Many new photographers unknowingly create the habit of shooting landscapes in, well, landscape format. I know I did. But what happens if we rotate our cameras 90 degrees and capture the scenery in front of us in a vertical, (or portrait) composition?
Below are three reasons for shooting vertically in landscape photography.
1. Vertical subjects
This is the most obvious reason to shoot vertical, but can still be overlooked. Vertical subjects can be found in most landscape environments. Waterfalls, mountains, flowers and trees are all easy examples. By shooting vertically, you can better isolate your subject to give it the most attention in your image.
2. Foreground interest
Adding something into the foreground of your landscape image is one of the best ways to create a more dynamic image. A vibrant sunset over a body of shimmering water is beautiful and all, but add an interesting foreground element and viola, your capture is elevated to the next level. Suddenly your image has additional depth and tells more of a story.
Start by getting close to your foreground subject with a wide-angle lens. Alternatively, go above your foreground interest and angle the camera down slightly. You can also think about breaking your scene into three zones: Foreground, mid-ground and background. Try to have a visual component in all zones to help the viewer’s eye flow through the image.
In the image below, I wanted to add in the reflections in the tidal pool to compliment the epic sunrise. I used my wide-angle lens, got low and tilted my camera down slightly in order to do so.
3. Selling your images
If you’re hoping to sell your images, it’s important to keep in mind the potential uses for them.

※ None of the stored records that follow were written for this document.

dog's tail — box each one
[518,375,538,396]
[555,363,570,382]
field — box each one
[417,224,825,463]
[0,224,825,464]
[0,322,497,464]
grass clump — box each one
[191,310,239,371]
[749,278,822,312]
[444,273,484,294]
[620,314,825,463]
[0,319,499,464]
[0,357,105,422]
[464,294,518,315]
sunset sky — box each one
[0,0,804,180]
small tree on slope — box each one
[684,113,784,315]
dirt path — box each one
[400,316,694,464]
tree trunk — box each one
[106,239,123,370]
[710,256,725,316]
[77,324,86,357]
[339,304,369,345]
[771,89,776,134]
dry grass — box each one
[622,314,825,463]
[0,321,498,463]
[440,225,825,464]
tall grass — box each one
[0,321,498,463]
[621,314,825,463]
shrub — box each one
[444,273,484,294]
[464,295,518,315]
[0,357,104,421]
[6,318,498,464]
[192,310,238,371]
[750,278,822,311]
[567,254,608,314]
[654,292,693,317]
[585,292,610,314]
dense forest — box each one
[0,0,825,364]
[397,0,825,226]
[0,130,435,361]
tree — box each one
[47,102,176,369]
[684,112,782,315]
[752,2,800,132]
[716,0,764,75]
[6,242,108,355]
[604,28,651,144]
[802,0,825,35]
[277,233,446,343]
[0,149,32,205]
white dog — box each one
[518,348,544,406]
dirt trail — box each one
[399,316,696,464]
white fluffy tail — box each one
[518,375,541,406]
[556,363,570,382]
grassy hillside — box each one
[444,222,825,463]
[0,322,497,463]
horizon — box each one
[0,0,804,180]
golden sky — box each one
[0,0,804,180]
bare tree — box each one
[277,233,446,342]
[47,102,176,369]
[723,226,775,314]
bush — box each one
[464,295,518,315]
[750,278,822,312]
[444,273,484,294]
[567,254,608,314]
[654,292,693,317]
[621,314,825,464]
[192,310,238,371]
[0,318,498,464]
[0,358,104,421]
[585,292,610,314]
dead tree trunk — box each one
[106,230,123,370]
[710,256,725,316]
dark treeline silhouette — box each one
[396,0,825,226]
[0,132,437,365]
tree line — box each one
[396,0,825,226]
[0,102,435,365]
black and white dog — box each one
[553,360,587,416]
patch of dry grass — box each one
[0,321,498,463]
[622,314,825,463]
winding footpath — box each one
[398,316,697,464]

Print media such as magazines, posters and books will always appreciate vertical options. Buyers will want a range of options when looking at your stock photos. Remember that they have different layouts to fill with content and not every image is going to be horizontal.
You can also use vertical images to leave negative space for text or other advertising. This will also help highlight your subject while making it easy for any editor to insert marketing materials as needed.
Finally, a vertical image on most social media forums will be more prominent when people are scrolling through images. This especially holds true for Instagram, where vertical images take up a lot more screen space than their horizontal counterparts.
So, if you’re one of the people that generally shoot horizontally, I challenge you to out and see what you can create in a vertical format. Look for vertical subjects that you want to isolate, or find interesting foreground elements to add depth to your image. And finally, if you’re hoping to sell your photos, don’t forget to think about what others might need when looking through your images.